I did not have any kind of backup strategy for a long time. Last April I decided to occupy myself with this topic and implement a solution. Now I want to present the result of these efforts.
My backup in the past
A while ago I did not have any kind of regular backup strategy. Whenever I felt the necessity to back up files, I just copied whatever I had to wherever I had space left.
My data to back up was spread on several physical computers, cloud drives and mobile devices, like my smartphone. These files where copied to my second hard disk built in my computer, any available external hard disk or, more recently, on my NAS.
After a couple of years my backups where quite messy. Some files where duplicated up to ten times. There where snapshots of directories from different points in time; with some files added, removed or modified. For example, there was a copy of my university folder from every year. I was unable to determine the latest snapshot of my files, what to delete and, more imporant, what to keep. This approach caused my backups to claim more than a terabyte.
Preparations
Before I was able to implement a regular backup, I had to clean up my data. This was essentially to define a few places where I store my files. Everyday data, like project files, email, notes and so on are stored on my notebook only now. Static files, as photos, music or ebooks, are stored on an external drive1. Last but not least I have my smartphone where I use Syncthing to sync all important files to my notebook.
The next step was to crawl through all my files and backups to identify and organize all my data to the mentioned places. This is a hard and manual task, which I did not yet finish until today. It is worth to mention that I used Czkawka, which is a tool to efficiently find and delete duplicated files.
I still accept file duplication up to a certain degree:
Whenever I need a static file for a project, I just copy it to my notebook.
This might be a couple of photos I need for a collage or a
In retrospect I wish I had kept my data and backups organized from the beginning.
My requirements for a backup
There is a plethora of buzzwords regarding requirements for backups. Those worth mentioning are the Grandfather-father-son backup, 3-2-1 or 3-2-1-1-0 backup strategy and the humoristic Tao of Backup.
I wont explain these principles in detail. There are plenty of better sources to be found online. Instead I only want to mention the most interesting conclusions.
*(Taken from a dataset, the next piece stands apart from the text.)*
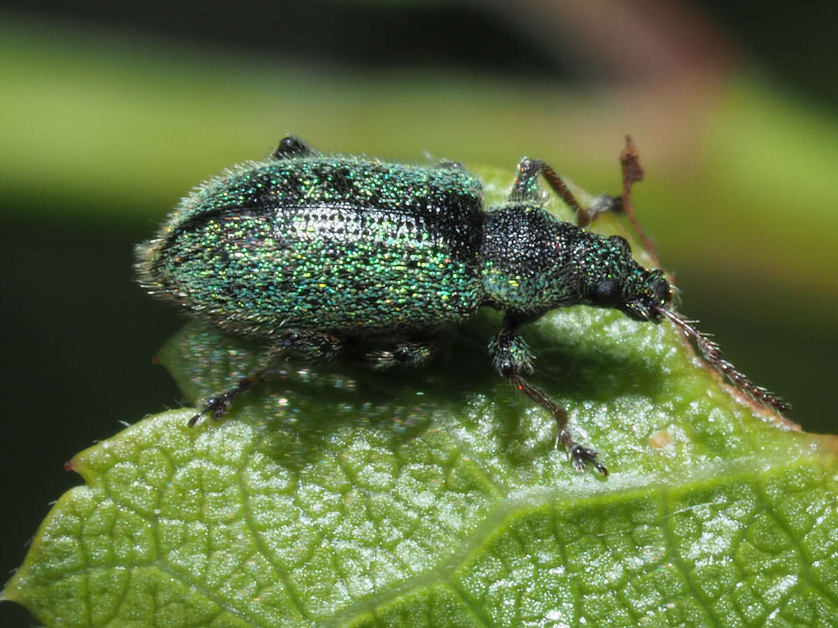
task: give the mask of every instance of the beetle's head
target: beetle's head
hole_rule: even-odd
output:
[[[618,235],[608,239],[608,273],[588,273],[587,299],[598,307],[613,307],[635,321],[660,322],[660,310],[672,301],[673,287],[663,270],[647,270],[632,259],[628,243]]]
My requirements for my backup are:
Simple and fast execution of the backup. The best case is a fire-and-forget solution, where I do an initial backup and the rest works automatically.
The strategy must keep multiple snapshots of my files. Whenever a file gets corrupted, changed or deleted without me noticing this immediatially, I need to be able to restore it even after a certain time.
The backup should make efficient use of storage. My previous backup strategy was the perfect counterexample for this: Whenever I needed a backup, I copied all my files again. Some files where stored a couple of times and therefore claimed a lot of space. Established approaches make use of differential or incremental backups. More sophisticated solutions use data depuplication, even combined with compression.
My backup must be redundant. Any backup media is prone to physical damage. So if I drop the external drive I use for saving my files, it may be destroyed2. Backups should be separated spatially. A fire at my home could destroy all copies at the same time.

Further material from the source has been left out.